Hi,
on 2024/3/1 10:41, HAO CHEN GUI wrote:
> Hi,
> This patch fixes regression cases in gcc.target/powerpc/rlwimi-2.c. In
> combine pass, SImode (subreg from DImode) lshiftrt is converted to DImode
> lshiftrt with an out AND. It matches a DImode rotate and mask insert on
> rs6000.
>
> Trying 2 -> 7:
> 2: r122:DI=r129:DI
> REG_DEAD r129:DI
> 7: r125:SI=r122:DI#0 0>>0x1f
> REG_DEAD r122:DI
> Failed to match this instruction:
> (set (subreg:DI (reg:SI 125 [ x ]) 0)
> (zero_extract:DI (reg:DI 129)
> (const_int 32 [0x20])
> (const_int 1 [0x1])))
> Successfully matched this instruction:
> (set (subreg:DI (reg:SI 125 [ x ]) 0)
> (and:DI (lshiftrt:DI (reg:DI 129)
> (const_int 31 [0x1f]))
> (const_int 4294967295 [0xffffffff])))
>
> This conversion blocks the further combination which combines to a SImode
> rotate and mask insert insn.
>
> Trying 9, 7 -> 10:
> 9: r127:SI=r130:DI#0&0xfffffffffffffffe
> REG_DEAD r130:DI
> 7: r125:SI#0=r129:DI 0>>0x1f&0xffffffff
> REG_DEAD r129:DI
> 10: r124:SI=r127:SI|r125:SI
> REG_DEAD r125:SI
> REG_DEAD r127:SI
> Failed to match this instruction:
> (set (reg:SI 124)
> (ior:SI (and:SI (subreg:SI (reg:DI 130) 0)

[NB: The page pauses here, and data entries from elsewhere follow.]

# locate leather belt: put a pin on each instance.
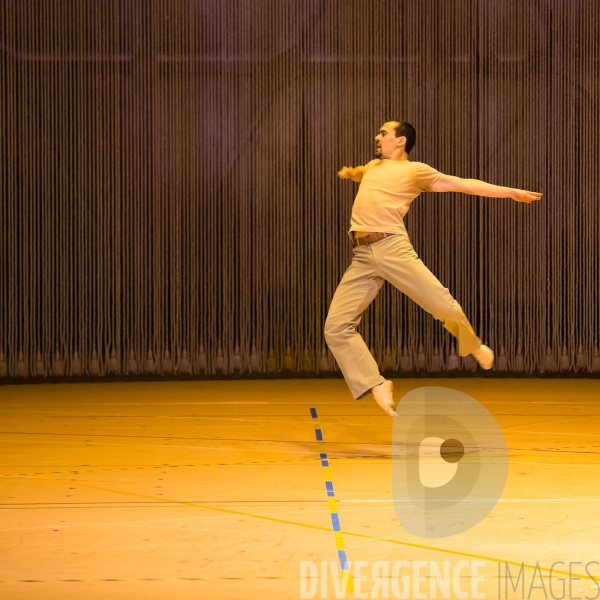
(370, 239)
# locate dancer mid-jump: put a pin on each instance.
(383, 252)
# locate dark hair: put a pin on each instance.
(408, 131)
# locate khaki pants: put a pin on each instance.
(392, 259)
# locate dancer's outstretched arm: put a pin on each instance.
(354, 173)
(448, 183)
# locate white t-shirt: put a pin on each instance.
(386, 191)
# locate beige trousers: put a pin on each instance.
(392, 259)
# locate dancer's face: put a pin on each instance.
(387, 142)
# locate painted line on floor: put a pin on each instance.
(331, 501)
(307, 526)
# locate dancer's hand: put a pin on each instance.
(525, 196)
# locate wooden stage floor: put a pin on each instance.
(215, 489)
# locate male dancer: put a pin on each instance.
(383, 252)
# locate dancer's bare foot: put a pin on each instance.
(484, 356)
(383, 394)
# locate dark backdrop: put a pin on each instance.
(169, 200)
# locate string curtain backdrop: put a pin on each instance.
(169, 199)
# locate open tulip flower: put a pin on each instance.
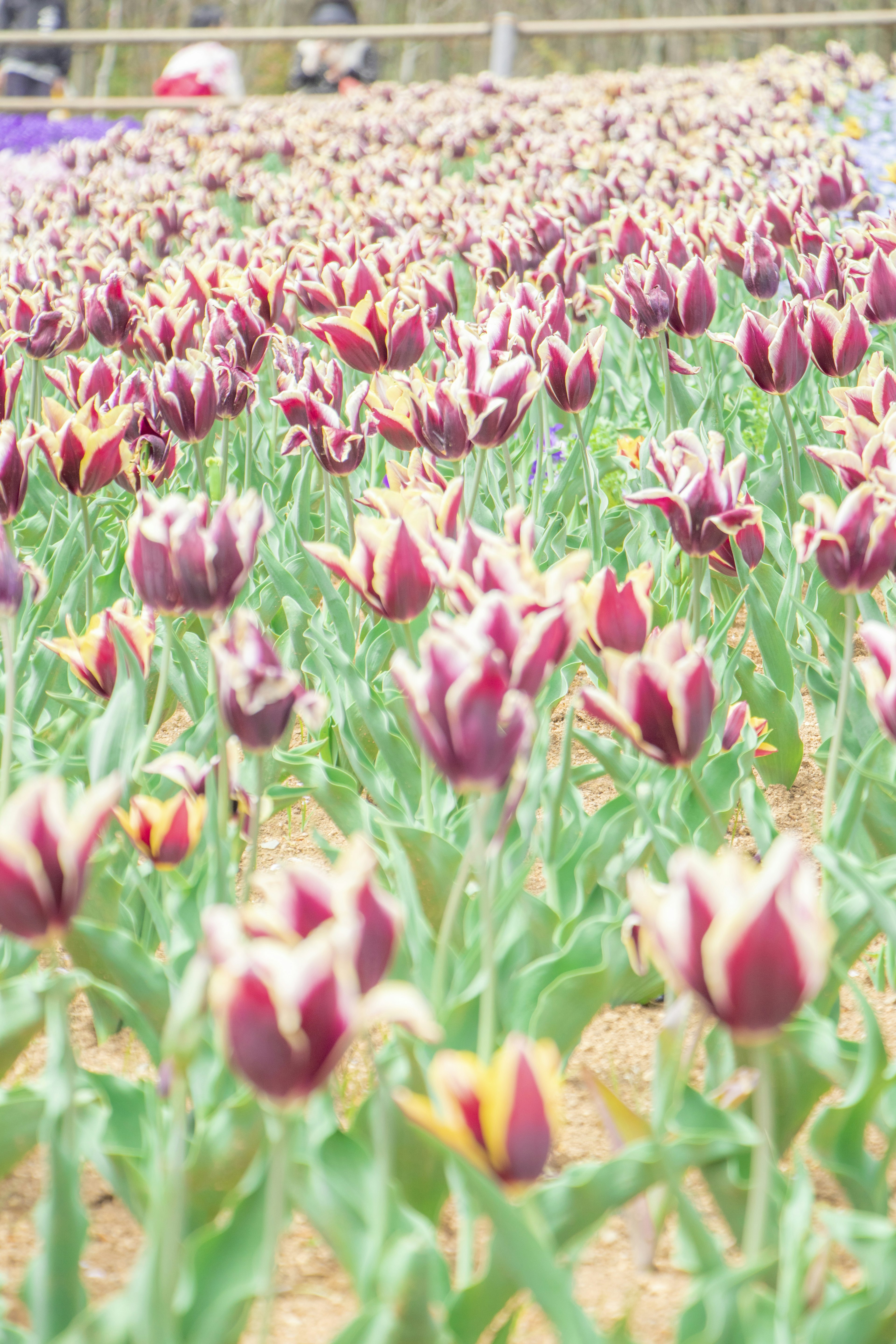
(700, 494)
(774, 351)
(166, 833)
(503, 1116)
(619, 617)
(181, 561)
(45, 851)
(752, 940)
(93, 656)
(186, 396)
(387, 566)
(14, 471)
(373, 336)
(879, 674)
(839, 339)
(571, 378)
(855, 543)
(662, 700)
(256, 693)
(85, 449)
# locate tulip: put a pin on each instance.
(14, 471)
(93, 656)
(700, 495)
(108, 312)
(880, 291)
(45, 851)
(878, 675)
(10, 380)
(288, 1014)
(752, 940)
(502, 1117)
(663, 698)
(166, 833)
(762, 267)
(299, 898)
(387, 568)
(839, 341)
(571, 380)
(186, 396)
(85, 380)
(240, 325)
(339, 448)
(774, 351)
(87, 449)
(179, 562)
(464, 710)
(437, 417)
(257, 695)
(855, 543)
(695, 299)
(374, 336)
(620, 617)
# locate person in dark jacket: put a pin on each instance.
(331, 66)
(33, 72)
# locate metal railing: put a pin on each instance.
(504, 30)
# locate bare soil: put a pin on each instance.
(315, 1298)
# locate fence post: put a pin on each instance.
(503, 45)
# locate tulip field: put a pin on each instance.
(447, 532)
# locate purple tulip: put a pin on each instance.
(700, 495)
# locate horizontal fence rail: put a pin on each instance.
(504, 32)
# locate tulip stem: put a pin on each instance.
(707, 806)
(257, 816)
(162, 694)
(275, 1210)
(447, 928)
(9, 635)
(350, 511)
(792, 431)
(85, 514)
(698, 570)
(762, 1162)
(594, 514)
(508, 467)
(840, 722)
(328, 518)
(477, 478)
(225, 449)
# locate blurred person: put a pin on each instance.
(203, 68)
(330, 65)
(33, 72)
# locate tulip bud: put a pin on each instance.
(14, 471)
(166, 833)
(762, 268)
(663, 700)
(700, 499)
(879, 675)
(750, 940)
(620, 617)
(502, 1117)
(571, 380)
(855, 543)
(257, 695)
(93, 656)
(186, 397)
(45, 851)
(108, 312)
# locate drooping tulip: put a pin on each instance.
(752, 940)
(503, 1116)
(662, 698)
(45, 851)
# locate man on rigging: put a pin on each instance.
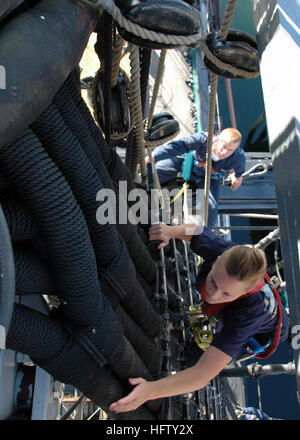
(233, 291)
(228, 158)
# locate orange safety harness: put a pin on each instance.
(212, 309)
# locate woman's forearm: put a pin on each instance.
(183, 232)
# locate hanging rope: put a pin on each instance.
(116, 60)
(212, 108)
(136, 107)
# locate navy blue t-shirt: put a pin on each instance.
(242, 319)
(198, 143)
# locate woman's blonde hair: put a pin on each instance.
(244, 263)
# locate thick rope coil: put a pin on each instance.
(136, 106)
(158, 79)
(146, 34)
(246, 74)
(158, 142)
(212, 108)
(116, 60)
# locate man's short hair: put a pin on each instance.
(234, 134)
(244, 263)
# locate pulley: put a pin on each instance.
(165, 16)
(163, 126)
(238, 50)
(120, 114)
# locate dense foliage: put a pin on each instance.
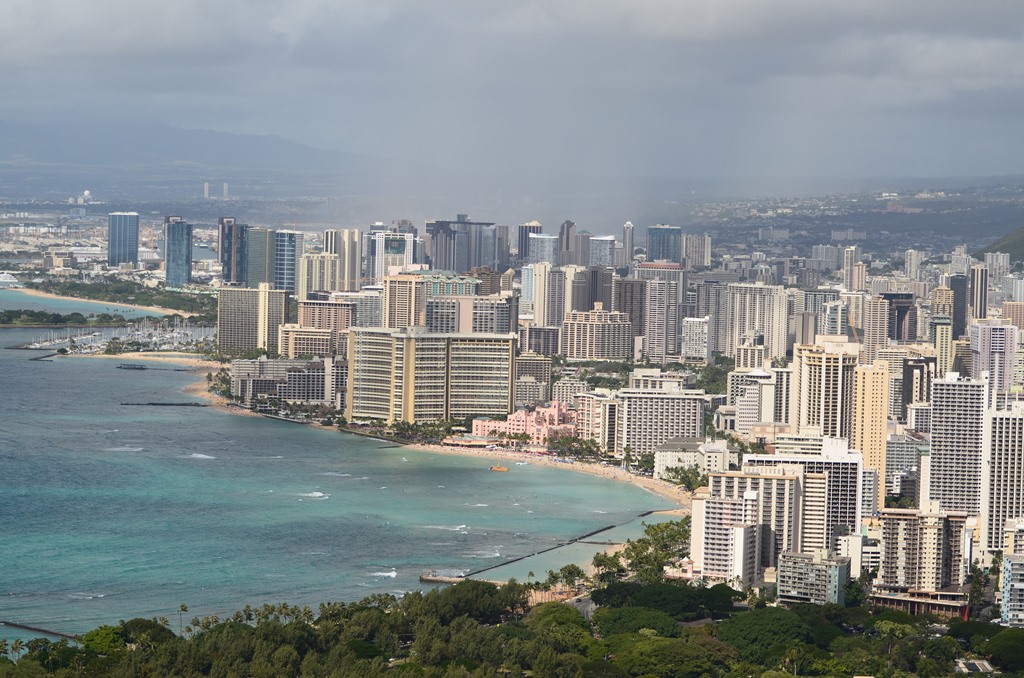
(203, 306)
(26, 316)
(478, 629)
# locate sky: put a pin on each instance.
(680, 88)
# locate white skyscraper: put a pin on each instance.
(757, 308)
(1003, 473)
(662, 327)
(958, 406)
(993, 349)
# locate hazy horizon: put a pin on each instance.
(655, 88)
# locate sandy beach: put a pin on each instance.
(155, 309)
(673, 493)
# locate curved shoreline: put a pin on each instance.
(665, 490)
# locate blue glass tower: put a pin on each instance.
(665, 243)
(177, 251)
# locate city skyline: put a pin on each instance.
(684, 89)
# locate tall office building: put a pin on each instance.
(329, 313)
(942, 339)
(833, 490)
(1013, 312)
(902, 315)
(993, 351)
(628, 245)
(290, 246)
(549, 295)
(498, 313)
(597, 335)
(631, 298)
(942, 301)
(870, 396)
(957, 284)
(122, 238)
(412, 375)
(713, 302)
(587, 287)
(1003, 473)
(958, 406)
(524, 230)
(177, 251)
(724, 539)
(347, 244)
(662, 322)
(602, 251)
(851, 256)
(979, 291)
(997, 264)
(757, 308)
(318, 272)
(248, 319)
(693, 339)
(543, 249)
(461, 245)
(566, 242)
(665, 270)
(260, 256)
(924, 550)
(911, 263)
(823, 388)
(231, 250)
(875, 327)
(665, 243)
(388, 252)
(649, 417)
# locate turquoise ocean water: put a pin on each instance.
(111, 511)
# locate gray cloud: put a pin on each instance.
(686, 87)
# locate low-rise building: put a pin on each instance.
(817, 578)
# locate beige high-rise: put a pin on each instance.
(822, 386)
(875, 332)
(870, 395)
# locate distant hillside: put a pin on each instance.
(1012, 243)
(153, 143)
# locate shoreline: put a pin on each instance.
(155, 309)
(676, 494)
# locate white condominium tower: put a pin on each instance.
(958, 406)
(869, 419)
(993, 349)
(1003, 473)
(822, 387)
(757, 308)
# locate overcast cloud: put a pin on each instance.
(677, 87)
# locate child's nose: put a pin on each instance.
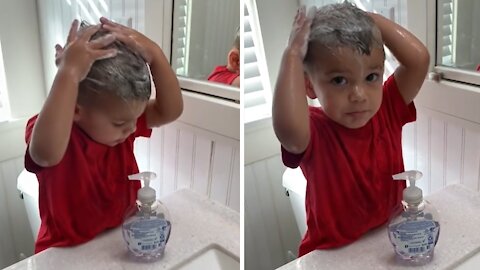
(130, 128)
(357, 94)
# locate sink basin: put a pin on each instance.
(213, 257)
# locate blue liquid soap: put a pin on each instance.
(414, 232)
(147, 231)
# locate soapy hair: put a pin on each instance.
(342, 25)
(126, 75)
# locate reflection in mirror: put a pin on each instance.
(203, 39)
(458, 34)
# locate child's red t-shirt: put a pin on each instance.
(88, 191)
(349, 172)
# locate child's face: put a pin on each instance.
(348, 84)
(110, 120)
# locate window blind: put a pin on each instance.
(257, 93)
(446, 32)
(180, 37)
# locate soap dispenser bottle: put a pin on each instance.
(146, 228)
(414, 233)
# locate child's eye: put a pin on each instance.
(339, 80)
(372, 77)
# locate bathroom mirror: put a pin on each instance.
(458, 34)
(203, 33)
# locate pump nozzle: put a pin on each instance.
(146, 194)
(411, 194)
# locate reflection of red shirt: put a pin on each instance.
(349, 172)
(221, 74)
(88, 191)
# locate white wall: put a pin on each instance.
(276, 19)
(19, 33)
(24, 74)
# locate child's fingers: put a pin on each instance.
(107, 24)
(58, 50)
(104, 54)
(102, 41)
(130, 42)
(73, 31)
(88, 32)
(311, 12)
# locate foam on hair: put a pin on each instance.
(343, 25)
(126, 75)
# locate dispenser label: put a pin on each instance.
(148, 234)
(412, 238)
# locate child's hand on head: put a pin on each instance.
(133, 39)
(80, 53)
(298, 41)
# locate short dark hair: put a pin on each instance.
(126, 75)
(342, 25)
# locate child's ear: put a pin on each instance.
(309, 87)
(234, 59)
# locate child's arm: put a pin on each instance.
(51, 133)
(168, 103)
(290, 108)
(409, 51)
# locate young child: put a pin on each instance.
(349, 148)
(80, 145)
(229, 74)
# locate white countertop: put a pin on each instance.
(197, 223)
(457, 248)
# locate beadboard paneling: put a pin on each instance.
(185, 156)
(446, 149)
(271, 233)
(16, 237)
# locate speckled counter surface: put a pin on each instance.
(459, 240)
(197, 223)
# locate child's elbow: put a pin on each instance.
(44, 159)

> (const_int -2 [0xfffffffffffffffe]))
> (subreg:SI (zero_extract:DI (reg:DI 129)
> (const_int 32 [0x20])
> (const_int 1 [0x1])) 0)))
> Failed to match this instruction:
> (set (reg:SI 124)
> (ior:SI (and:SI (subreg:SI (reg:DI 130) 0)
> (const_int -2 [0xfffffffffffffffe]))
> (subreg:SI (and:DI (lshiftrt:DI (reg:DI 129)
> (const_int 31 [0x1f]))
> (const_int 4294967295 [0xffffffff])) 0)))
>
> The root cause of the issue is if it's necessary to do the widen mode for
> lshiftrt when the target already has the narrow mode lshiftrt and its cost
> is not high. My former patch tried to fix the problem but not accepted yet.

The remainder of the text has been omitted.